Frei Rovílio Costa, nós só podemos lhe dizer: muito obrigado por tudo que tem feito e por tudo que fará ainda pelas letras, pela cultura, pela educação do nosso Estado. Nós precisamos muito do seu trabalho, precisamos que o senhor produza, cada vez mais, que continue a abraçar as letras da forma que tem feito até agora, que ensine tantos outros Antonio Hohlfeldt a editar livros, que ajude a tantos outros a fazer crescer o nosso mundo cultural. Esta juventude que aí está precisa, porque, lamentavelmente, a cada dia que passa o nível cultural da nossa juventude decai, e nós nos sentimos, cada vez mais, envergonhados. Quando pedimos para um jovem que concluiu o 2º grau escrever alguma coisa, dói no coração. Quando pedimos para um universitário escrever alguma coisa, dói no coração. O nosso português, quase que as pessoas já não sabem bem o que é. Isto tudo reflete na necessidade que temos, todos nós, de fazer com que a educação seja revitalizada. A educação em todos os níveis: na escola particular, na escola pública, nas universidades públicas, nas universidades particulares, para que nós possamos resgatar, de fato, um futuro para o nosso País, que não estamos sabendo construir. Precisamos de muitos Rovílio Costa espalhados por este Rio Grande e por este País; precisamos de muitos educadores qualificados; precisamos que estas sementes germinem, para que possamos dizer a esta geração que o Brasil tem futuro. Muito obrigado por toda a sua contribuição e continue nesta caminhada.

 

(Não revisto pelo orador.)

 

O SR. PRESIDENTE: A Mesa registra a presença da professora Vera Regina Pires de Morais, Pró-Reitora de Graduação da Universidade Federal do Rio Grande do Sul, em exercício.

O serviço de Relações Públicas da Câmara de Vereadores registra mais de cem mensagens oriundas de vários pontos do Rio Grande do Sul, de Santa Catarina e do Paraná. Todas elas de cumprimento ao Mestre Rovílio e também a V. Exa., que, com tanta felicidade, soube requerer e obter a concessão deste merecido prêmio ao homenageado. Entre essas comunicações eu citaria algumas, como por exemplo: do General de Brigada Édson Machado, Chefe do Estado Maior do Comando Militar do Sul, que não só cumprimenta o homenageado como também faz referências à representação do Comando neste ato; da Dra. Eunice Machado, Procuradora-Geral do Estado; do Sr. Francisco Zago, Presidente da Câmara Municipal de Veranópolis; também da Câmara de Veranópolis, do Ver. Décio Costa; da Sra. Helena Confortin, da Universidade Federal de Ijuí, Campus de Erexim; da Federação das Associações Italianas do Norte do Rio Grande do Sul, a FAINORT. Ainda, do Dep. Hélio Lino Rusch, da Assembléia Legislativa do Estado do Paraná. E mais: do Sr. Paulo Bernardes, de Florianópolis, SC; do Sr. Egídio Ferronato, da Universidade de Passo Fundo; de Vernes Runch, da Associação Italiana, que, juntamente com a Sra. Solange, são algumas de mais de uma centena de manifestações que registramos aqui na Casa, o que demonstra todo o júbilo da comunidade italiana, de todos aqueles que conheceram e conhecem o trabalho que o nosso homenageado com tanto destaque realiza.

Tenho a honra de convidar o Ver.
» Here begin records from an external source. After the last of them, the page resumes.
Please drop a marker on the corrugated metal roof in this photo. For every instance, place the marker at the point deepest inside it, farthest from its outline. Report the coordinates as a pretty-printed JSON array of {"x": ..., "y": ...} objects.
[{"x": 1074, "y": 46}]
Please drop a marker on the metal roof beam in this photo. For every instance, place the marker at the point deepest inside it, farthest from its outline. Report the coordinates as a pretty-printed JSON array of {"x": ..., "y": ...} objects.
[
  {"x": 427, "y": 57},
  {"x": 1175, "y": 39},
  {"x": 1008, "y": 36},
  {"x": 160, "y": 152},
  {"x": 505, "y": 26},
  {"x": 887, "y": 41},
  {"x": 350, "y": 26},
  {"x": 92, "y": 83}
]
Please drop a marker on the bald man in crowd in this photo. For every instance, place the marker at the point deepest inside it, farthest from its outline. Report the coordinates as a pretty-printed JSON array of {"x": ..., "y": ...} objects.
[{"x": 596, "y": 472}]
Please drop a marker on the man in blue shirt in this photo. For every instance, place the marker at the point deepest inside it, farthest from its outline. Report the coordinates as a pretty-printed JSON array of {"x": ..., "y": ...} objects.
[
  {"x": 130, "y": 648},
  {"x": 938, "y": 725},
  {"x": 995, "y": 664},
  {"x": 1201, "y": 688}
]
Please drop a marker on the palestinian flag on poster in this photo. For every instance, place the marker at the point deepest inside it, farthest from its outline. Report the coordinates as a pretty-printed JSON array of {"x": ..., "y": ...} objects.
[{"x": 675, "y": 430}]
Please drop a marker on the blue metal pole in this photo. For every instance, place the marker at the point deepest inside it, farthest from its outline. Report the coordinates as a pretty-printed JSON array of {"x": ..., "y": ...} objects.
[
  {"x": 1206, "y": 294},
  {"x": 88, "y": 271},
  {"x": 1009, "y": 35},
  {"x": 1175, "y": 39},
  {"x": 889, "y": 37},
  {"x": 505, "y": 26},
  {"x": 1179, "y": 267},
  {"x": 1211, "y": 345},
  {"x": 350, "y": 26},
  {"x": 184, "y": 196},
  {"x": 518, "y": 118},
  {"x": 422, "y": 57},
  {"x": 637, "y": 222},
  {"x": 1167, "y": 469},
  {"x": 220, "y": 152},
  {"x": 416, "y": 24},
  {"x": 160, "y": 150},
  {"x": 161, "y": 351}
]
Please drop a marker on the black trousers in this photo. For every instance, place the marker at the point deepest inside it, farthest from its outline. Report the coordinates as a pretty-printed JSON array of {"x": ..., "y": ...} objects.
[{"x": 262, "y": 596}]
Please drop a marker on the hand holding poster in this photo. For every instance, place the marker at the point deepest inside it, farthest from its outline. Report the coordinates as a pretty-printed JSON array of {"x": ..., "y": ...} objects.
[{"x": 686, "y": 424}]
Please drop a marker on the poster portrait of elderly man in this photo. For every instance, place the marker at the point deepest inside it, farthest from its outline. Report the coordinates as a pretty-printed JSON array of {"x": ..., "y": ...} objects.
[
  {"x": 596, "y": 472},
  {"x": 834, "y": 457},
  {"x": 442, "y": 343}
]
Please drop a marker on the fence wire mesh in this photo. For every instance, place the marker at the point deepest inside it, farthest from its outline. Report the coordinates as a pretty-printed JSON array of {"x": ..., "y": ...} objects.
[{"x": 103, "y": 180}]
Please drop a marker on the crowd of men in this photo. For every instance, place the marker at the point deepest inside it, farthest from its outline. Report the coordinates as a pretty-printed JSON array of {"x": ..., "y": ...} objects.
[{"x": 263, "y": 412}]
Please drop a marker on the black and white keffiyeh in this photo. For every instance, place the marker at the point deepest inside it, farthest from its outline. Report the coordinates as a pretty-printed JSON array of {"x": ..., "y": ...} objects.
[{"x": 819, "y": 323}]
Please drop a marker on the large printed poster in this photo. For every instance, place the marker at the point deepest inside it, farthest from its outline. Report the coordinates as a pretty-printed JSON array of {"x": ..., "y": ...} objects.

Antonio Hohlfeldt para que entregue ao Frei Rovílio Costa o pergaminho pelo qual a Câmara Municipal de Porto Alegre, nos termos da Resolução 725, de 22.10.79, confere o Prêmio Literário “Érico Veríssimo” ao Frei Rovílio Costa, por sua valiosa contribuição para o enriquecimento das letras nacionais.

 

(É feita a entrega do prêmio pelo Ver. Antonio Hohlfeldt.) (Palmas.)

 

Gostaria que o nosso homenageado levasse consigo uma recordação da Câmara de Vereadores, que festejou os dez anos de permanência na sua nova Casa, propiciando a edição do livro “Porto Alegre à Beira do Rio e em Meu Coração”. Para que esteja no coração do nosso homenageado a nossa Cidade, eu tenho a satisfação de, em nome da Câmara Municipal, entregar-lhe o livro.

Eu quero registrar a presença do Dr. Adão Gregory, Presidente do Partido Social Liberal do Rio Grande do Sul, que se associa às nossas homenagens.

Ofereço a tribuna da Casa ao nosso Mestre Rovílio Costa.

 

O SR. ROVÍLIO COSTA: Sr. Presidente, eu queria trazer um volume de suma teológica, mas esqueci em casa. Quando eu entrei aqui, achei que não ia aparecer ninguém. Então, vim despreocupado. Depois, fiquei surpreso. Minha secretária disse: “não precisa convite para entrar?” Eu disse: “Não, isso é como enterro de pobre, eles até agradecem sua participação”.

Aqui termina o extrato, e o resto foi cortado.